Uma speaks to TNM about her 28-year journey in journalism, and why she believes addiction to news is crucial for a journalist.

Written by : Anna Isaac

With a journalism career spanning nearly 28 years – 20 of them in television – she has covered some of the biggest news stories in south India, and in particular the states of Andhra Pradesh and Telangana. For her impressive body of work, covering issues like politics, children and women, human rights and rural distress, Uma Sudhir, the Executive Editor (South) at NDTV has been awarded the Chameli Devi Jain Award for an Outstanding Woman Journalist for the year 2017 by The Media Foundation.

“Her incisive and analytical reports help create awareness of ground realities in the states. The jurors were impressed with the amount of work put into her stories through travelling, talking to people and examining underlying issues, and then conveying the stories with a humane touch,” stated a press release from The Media Foundation, which has been recognising women journalists with The Chameli Devi Jain Award for the past 38 years.

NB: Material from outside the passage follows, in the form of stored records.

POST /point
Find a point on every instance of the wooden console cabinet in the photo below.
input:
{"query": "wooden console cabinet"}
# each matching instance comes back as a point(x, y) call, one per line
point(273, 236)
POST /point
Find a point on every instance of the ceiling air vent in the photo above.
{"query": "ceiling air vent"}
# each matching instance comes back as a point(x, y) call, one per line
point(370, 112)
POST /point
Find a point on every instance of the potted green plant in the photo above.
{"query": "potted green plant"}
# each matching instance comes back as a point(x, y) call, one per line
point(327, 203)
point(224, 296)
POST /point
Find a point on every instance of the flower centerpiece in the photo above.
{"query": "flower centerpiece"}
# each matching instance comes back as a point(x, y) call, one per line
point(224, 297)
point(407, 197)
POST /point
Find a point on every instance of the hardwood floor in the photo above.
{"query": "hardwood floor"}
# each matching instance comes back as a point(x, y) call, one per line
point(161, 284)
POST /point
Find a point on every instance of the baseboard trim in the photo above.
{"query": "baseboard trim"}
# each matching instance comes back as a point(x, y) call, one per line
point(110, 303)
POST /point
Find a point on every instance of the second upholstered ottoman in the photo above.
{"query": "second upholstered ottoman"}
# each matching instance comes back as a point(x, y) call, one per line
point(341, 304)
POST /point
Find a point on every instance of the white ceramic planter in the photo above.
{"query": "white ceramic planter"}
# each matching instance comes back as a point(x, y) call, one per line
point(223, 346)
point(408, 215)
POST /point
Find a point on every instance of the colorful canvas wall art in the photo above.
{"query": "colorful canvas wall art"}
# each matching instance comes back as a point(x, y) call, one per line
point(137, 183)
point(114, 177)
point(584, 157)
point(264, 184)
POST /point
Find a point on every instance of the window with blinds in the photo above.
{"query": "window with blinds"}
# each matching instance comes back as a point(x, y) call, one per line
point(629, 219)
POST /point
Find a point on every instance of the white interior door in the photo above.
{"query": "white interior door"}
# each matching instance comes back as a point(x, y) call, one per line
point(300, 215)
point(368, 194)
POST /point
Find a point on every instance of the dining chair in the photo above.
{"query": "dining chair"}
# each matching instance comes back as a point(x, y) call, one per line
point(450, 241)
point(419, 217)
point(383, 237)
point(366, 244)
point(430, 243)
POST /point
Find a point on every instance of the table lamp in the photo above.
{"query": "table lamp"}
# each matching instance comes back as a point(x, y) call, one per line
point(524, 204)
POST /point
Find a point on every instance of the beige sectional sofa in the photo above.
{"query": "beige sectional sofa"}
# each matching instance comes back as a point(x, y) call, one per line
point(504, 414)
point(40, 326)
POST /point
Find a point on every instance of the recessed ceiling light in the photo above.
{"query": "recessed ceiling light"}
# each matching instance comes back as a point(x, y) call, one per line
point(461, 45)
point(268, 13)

Born in Thiruvananthapuram, Uma spent her childhood years in Hyderabad and Bombay, before completing her schooling and undergraduation in New Delhi. Uma’s gateway into journalism was the Times School, where she enrolled herself in a one-year programme in 1989. Soon after, she began her journalism career with Times of India in New Delhi, starting off at the desk. When Sushmita Sen won the Miss Universe contest in 1994, Uma was Features Editor, responsible for the cover spread on the first Indian woman to win the crown. After marrying fellow journalist TS Sudhir, Uma moved from Delhi to the city of Hyderabad, where she spent her primary school years.

Speaking to TNM, Uma says, “I moved to Hyderabad as Sudhir was at the time setting up the NDTV office in Hyderabad. Having spent around five years in Hyderabad as a child, I had learnt basic Telugu. Life has a way of connecting dots, and this basic knowledge of Telugu came in handy when I moved to Hyderabad as the state correspondent for Times of India.”

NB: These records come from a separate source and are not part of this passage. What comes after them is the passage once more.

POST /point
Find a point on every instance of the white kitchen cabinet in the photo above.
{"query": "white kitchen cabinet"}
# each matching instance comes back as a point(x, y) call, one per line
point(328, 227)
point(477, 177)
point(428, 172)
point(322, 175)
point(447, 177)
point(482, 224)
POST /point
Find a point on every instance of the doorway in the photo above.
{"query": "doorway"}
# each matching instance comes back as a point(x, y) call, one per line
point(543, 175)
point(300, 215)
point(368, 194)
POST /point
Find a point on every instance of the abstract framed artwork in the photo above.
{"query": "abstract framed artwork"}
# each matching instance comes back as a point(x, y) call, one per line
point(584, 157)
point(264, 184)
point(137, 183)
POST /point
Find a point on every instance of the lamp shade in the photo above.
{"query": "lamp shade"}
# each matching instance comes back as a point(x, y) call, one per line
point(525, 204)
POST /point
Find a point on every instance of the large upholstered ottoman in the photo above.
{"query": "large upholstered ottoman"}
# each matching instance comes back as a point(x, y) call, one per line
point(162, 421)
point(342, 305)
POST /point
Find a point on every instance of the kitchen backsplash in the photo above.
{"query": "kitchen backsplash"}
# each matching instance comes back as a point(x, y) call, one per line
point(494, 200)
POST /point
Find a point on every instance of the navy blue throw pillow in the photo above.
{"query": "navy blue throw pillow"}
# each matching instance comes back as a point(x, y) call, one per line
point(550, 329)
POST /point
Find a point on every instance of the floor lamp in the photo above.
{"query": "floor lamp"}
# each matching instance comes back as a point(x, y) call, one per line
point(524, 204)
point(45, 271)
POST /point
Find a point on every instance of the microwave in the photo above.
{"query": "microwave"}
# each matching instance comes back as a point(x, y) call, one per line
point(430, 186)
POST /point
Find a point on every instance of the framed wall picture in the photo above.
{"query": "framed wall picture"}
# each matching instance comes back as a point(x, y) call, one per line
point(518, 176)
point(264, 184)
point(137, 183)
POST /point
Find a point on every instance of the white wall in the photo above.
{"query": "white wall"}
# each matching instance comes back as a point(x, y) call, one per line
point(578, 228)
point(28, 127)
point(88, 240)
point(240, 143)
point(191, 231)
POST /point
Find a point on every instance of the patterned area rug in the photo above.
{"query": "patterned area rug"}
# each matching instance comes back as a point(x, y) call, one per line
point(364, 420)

Days after their shift in August 1995, Uma plunged headlong into Telugu politics when a young Chandrababu Naidu staged a coup against his father-in-law and then Chief Minister NT Rama Rao.

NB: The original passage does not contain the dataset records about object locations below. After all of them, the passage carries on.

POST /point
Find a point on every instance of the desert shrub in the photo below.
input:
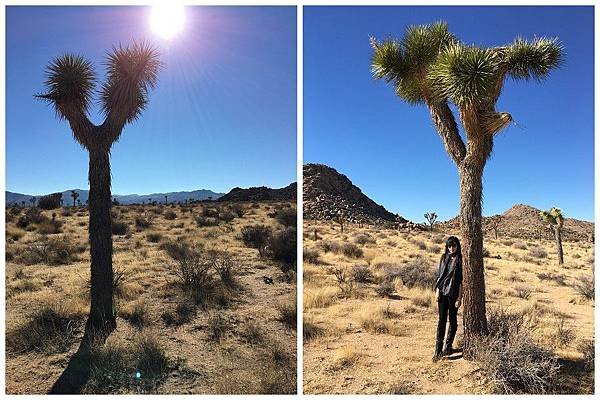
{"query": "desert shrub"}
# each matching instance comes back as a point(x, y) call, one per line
point(282, 248)
point(364, 238)
point(420, 244)
point(170, 215)
point(50, 329)
point(286, 314)
point(311, 330)
point(351, 250)
point(343, 280)
point(217, 327)
point(537, 252)
point(50, 202)
point(154, 237)
point(361, 274)
point(142, 223)
point(286, 217)
point(256, 237)
point(183, 314)
point(385, 289)
point(311, 256)
point(522, 291)
point(224, 266)
point(238, 209)
point(564, 335)
point(416, 273)
point(32, 215)
point(137, 315)
point(119, 228)
point(520, 245)
point(227, 216)
point(328, 246)
point(584, 285)
point(48, 251)
point(586, 347)
point(511, 359)
point(560, 279)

In 1998, Uma moved to television when the then Star News was redefining India’s broadcast space, when it became the first 24x7 news channel. “NDTV’s brand of journalism ensured that it was not just politics that I covered. My reportage included news that very often did not make the front pages of the newspaper, including development news. We were, as a result, able to set the agenda and give space to this,” notes the 49-year-old journalist.  

Pointing out that although as a television reporter she did not have the luxury to specialise in one field, she tried to keep the focus on issues that mattered – whether it was farmer suicides or covering stories on child trafficking and female infanticide, to carrying out a sting operation on an international adoption racket.  

“I covered stories in the hinterland, but I tried to make it relevant for an urban audience,” she says, adding that her experience has allowed her to look at public policy and how that has had an impact on lives.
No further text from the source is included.